When it comes to wildlife management practices, Skipwith has advocated using the best available science which includes utilizing all the tools in the toolbox, including predator control when and where necessary, as well as the application of pesticides and herbicides to control invasive or problematic species.
Aurelia Skipwith’s credentials are impressive. Here’s how journalist Jorden Voight describes her:
“Skipwith, who has been serving as USFWS deputy assistant secretary, holds degrees from multiple universities, including a bachelor’s degree in biology from Howard University, a master’s degree in molecular biology from Purdue University and a doctorate from the University of Kentucky’s College of Law. While maintaining her educational and professional responsibilities, she was active in Habitat for Humanity and Big Brothers/Big Sisters programs. Skipwith is currently tasked as the Deputy Assistant Secretary for Fish, Wildlife and Parks at the DOI where she and her team are responsible for national park and wildlife refuge land protection and stewardship.”
“Hunter-backed conservation groups have shown their support for Skipwith’s confirmation over the last several days including the National Rifle Association (NRA). “Aurelia Skipwith is an excellent choice for the director of the U.S. Fish and Wildlife Service,” said Jason Ouimet, interim executive director of the NRA’s Institute for Legislative Action (ILA). “Skipwith is uniquely qualified for the post and dedicated to wildlife conservation and conserving America’s great hunting heritage. I congratulate Aurelia on her renomination.”
“Citing support from numerous other groups, the press release concluded, “The American Farm Bureau Federation is very pleased with President Trump’s nomination of Aurelia Skipwith for Director of the U.S. Fish and Wildlife Service, said its president Zippy Duvall. “During her time as Deputy Assistant Secretary for Fish, Wildlife, and Parks, Ms. Skipwith has demonstrated her commitment to conservation and respect for just and balanced land use. Her proven leadership will be a valued asset for the Fish and Wildlife Service.” – [Jordan Voigt – July 20, 2019 – “Trump Nominates Aurelia Skipwith to Lead USFWS” ]
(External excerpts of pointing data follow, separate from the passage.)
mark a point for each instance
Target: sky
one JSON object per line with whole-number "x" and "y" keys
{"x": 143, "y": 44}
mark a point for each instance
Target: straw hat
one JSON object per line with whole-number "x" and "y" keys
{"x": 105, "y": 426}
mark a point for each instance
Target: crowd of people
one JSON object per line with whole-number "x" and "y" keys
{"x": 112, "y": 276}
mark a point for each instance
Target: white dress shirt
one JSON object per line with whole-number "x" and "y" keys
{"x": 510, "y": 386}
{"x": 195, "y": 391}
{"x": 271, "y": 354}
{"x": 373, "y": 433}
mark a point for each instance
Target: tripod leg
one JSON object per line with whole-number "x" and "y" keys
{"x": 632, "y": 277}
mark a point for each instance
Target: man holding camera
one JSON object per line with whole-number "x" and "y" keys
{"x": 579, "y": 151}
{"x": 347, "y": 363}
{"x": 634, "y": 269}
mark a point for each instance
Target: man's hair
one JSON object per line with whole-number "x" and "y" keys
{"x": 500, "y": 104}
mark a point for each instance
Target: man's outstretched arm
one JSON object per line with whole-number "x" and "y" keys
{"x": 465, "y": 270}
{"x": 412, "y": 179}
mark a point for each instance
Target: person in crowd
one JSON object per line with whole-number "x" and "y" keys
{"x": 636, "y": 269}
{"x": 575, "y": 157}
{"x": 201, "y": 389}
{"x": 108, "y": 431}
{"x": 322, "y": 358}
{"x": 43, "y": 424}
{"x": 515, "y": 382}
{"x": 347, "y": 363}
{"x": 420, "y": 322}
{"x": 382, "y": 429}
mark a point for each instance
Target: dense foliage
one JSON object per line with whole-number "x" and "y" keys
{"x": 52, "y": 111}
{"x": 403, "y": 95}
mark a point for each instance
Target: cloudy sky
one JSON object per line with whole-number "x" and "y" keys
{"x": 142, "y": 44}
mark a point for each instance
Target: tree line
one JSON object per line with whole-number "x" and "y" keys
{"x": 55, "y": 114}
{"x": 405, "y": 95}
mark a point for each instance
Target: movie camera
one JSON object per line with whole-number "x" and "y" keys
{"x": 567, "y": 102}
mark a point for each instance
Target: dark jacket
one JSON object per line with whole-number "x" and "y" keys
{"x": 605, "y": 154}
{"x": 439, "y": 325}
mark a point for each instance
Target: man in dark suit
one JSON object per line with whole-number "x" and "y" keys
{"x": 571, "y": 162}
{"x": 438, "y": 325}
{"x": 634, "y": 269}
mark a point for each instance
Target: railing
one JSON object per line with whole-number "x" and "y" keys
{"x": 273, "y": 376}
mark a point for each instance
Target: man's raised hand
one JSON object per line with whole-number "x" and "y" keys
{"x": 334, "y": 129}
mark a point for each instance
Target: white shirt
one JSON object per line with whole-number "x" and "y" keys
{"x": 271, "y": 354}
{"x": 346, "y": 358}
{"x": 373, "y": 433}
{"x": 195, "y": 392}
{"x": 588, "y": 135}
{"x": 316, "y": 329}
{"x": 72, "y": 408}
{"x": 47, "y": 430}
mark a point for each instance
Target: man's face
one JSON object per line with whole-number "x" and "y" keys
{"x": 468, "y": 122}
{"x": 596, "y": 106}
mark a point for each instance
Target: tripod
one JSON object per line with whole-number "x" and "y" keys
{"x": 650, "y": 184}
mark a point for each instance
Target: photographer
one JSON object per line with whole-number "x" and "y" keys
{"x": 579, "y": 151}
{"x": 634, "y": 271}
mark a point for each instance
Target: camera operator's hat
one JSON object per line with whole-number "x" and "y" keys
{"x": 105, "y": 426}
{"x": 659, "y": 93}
The committee on Environment and Public Works met again late last week and voted to approve Skipwith’s confirmation by a narrow, and highly partisan 11 to 10 vote. Her nomination will now be passed onto the full Senate. Yes indeed, Aurelia Skipwith will be a breath of fresh air, and I expect her to be be a strong committed leader who can hopefully make a difference as the new face of our wayward U.S. Fish and Wildlife Service.